“Please sit down, do,” Maria Lalena spoke quickly. “I am afraid you are hurt.”
Yolanda turned to look at her annoyedly. I was glad enough of the opportunity. I sat down, and shoved my stockinged foot under the chair. John sat beside me.
“We should apologise,” he said, “for our appearance. We would not willingly have presented ourselves before your Majesties in such a dishevelled state, but we were, as you know, given no choice. We were under the impression, in fact, that we were being taken to prison.”

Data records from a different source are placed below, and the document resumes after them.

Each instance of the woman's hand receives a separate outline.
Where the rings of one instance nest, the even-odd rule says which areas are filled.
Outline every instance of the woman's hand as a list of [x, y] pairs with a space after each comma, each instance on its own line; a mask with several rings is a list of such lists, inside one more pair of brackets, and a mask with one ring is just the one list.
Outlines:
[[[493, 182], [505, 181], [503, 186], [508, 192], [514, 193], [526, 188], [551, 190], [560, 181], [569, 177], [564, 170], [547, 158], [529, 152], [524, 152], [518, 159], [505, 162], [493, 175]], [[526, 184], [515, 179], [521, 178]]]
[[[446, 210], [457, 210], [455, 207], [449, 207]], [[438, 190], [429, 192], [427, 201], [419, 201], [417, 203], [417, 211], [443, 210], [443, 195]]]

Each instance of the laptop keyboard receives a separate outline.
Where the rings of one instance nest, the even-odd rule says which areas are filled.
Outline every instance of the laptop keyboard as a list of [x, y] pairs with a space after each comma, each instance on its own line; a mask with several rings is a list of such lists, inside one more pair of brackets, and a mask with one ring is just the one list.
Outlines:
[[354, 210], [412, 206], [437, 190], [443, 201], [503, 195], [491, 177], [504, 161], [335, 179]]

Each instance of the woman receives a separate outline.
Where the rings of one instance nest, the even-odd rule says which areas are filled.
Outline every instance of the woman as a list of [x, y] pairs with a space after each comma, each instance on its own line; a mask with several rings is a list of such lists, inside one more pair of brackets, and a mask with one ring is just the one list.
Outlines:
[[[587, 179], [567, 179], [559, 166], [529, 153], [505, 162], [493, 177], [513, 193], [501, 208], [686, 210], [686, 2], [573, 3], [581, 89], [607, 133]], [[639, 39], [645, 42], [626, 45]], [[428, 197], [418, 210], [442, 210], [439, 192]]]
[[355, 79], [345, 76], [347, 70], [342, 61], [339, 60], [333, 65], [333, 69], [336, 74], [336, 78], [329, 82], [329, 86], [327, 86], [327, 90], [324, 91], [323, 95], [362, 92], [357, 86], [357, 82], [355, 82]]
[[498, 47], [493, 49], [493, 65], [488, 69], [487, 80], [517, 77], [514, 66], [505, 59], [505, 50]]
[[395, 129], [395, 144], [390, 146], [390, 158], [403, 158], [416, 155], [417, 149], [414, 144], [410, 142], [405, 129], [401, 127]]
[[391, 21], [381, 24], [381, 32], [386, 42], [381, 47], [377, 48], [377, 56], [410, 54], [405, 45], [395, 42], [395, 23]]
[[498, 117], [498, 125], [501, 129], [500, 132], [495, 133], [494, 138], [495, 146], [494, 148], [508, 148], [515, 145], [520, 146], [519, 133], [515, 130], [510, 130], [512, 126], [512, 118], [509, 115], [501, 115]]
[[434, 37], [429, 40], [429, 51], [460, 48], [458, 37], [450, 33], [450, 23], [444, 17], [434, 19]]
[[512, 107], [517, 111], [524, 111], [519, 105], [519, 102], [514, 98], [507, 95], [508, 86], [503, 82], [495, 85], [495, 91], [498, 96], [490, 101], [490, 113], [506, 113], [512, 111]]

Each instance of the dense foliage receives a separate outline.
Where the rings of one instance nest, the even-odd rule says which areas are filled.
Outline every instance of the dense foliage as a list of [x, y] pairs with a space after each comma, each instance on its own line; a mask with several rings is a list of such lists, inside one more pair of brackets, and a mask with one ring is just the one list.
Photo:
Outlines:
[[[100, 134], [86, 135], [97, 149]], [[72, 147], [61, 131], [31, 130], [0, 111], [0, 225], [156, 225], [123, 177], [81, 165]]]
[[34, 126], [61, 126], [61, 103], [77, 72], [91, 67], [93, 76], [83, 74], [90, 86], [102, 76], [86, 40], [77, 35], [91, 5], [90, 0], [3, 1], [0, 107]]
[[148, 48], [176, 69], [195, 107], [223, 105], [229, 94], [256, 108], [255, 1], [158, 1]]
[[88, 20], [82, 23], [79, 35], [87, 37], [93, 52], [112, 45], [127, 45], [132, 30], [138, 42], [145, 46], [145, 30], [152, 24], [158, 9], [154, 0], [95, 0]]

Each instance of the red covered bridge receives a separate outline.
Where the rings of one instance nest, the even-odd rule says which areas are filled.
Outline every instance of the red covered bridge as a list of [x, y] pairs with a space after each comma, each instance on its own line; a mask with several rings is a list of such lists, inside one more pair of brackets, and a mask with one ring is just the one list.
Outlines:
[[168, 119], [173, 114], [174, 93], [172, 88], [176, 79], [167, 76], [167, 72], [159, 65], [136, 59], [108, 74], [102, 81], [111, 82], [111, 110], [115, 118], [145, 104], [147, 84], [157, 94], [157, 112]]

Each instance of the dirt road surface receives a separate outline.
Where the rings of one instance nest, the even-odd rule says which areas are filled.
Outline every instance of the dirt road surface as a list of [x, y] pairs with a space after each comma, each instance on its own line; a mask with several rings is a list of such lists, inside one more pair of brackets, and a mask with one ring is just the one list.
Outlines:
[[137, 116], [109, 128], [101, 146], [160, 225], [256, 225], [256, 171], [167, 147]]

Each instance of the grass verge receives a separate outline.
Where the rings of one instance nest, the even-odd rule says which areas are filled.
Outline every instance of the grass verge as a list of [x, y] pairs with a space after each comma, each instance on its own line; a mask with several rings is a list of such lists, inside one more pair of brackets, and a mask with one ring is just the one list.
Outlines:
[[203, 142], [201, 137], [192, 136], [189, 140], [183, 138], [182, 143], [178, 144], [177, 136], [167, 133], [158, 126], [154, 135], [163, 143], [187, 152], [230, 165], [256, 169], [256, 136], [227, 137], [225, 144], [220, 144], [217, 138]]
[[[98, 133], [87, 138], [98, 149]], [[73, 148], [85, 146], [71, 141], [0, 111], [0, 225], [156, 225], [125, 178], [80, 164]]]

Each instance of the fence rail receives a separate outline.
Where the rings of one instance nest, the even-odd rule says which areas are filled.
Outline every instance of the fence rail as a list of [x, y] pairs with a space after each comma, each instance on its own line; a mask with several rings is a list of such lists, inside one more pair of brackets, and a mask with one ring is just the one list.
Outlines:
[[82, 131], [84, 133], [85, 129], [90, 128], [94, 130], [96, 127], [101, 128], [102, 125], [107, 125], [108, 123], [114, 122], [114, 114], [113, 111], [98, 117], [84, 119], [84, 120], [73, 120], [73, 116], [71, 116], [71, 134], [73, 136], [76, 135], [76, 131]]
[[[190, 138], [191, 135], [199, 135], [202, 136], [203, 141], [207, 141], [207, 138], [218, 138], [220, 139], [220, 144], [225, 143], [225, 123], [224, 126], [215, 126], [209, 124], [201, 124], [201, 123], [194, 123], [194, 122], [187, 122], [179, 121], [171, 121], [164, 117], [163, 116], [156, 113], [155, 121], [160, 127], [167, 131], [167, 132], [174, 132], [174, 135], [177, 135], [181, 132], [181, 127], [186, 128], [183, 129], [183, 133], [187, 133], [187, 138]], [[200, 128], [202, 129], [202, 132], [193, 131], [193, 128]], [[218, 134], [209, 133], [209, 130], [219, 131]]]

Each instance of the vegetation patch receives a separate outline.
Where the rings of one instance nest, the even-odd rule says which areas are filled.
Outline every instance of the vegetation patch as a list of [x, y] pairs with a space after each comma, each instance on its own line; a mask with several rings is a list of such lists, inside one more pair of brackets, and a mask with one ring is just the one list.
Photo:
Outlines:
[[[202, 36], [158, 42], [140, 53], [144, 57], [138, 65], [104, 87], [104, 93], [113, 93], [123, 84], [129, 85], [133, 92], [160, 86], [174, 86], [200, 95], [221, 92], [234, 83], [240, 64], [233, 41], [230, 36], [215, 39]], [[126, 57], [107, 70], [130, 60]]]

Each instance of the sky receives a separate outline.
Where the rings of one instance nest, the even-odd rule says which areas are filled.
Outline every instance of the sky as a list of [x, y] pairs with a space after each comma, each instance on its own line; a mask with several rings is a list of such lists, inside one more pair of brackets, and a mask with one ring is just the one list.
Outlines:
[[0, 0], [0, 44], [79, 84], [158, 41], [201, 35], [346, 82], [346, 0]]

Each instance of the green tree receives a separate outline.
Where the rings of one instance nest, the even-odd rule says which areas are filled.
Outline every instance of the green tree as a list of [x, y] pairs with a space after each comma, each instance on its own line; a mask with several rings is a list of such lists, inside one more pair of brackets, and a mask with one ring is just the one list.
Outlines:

Yolanda said “Yes, yes, to be sure,” very stiffly, while she stared at us crossly for having sat down. She could set her stage magnificently, she could play her part with conviction and authority amid insuperable difficulties, but she could not make her audience love her. It was amazing to me that she had been right often enough, and clever enough, to keep her place in spite of all the hatred she stirred up. They were so different, those two women facing us. The person who would take Yolanda’s place must have brains and experience, and Maria Lalena was so young and untried, though she was pretty and appealing. Her eyes were amazing. She was looking at John now as she had looked at a counter of pastries in Paris eight years ago. There was the same hopeful, wistful, long-lashed glance. Quite irresistible. She turned the same look on me, and then dropped her eyes. That was what she used to do about the pastries. Drop her eyes after one lingering, devastating glance, and the family bought them for her.
Yolanda was sitting in silence. She knew how to use the old stage tricks. In a second, from the vantage point of her high backed, red damask chair, she would graciously give us permission to retire.
I spoke before she should have an opportunity. “Your Majesty, we have brought you a message from the Countess Waldek.”
Maria Lalena answered, and jumped from her chair to do it. Even Yolanda sat up a little straighter.
“Oh,” Maria Lalena cried, “oh, where is she? Is she safe?”
Yolanda admonished her in a low voice, sibilant with annoyance. She sat down again.
“Yes,” I answered, “she is quite safe.”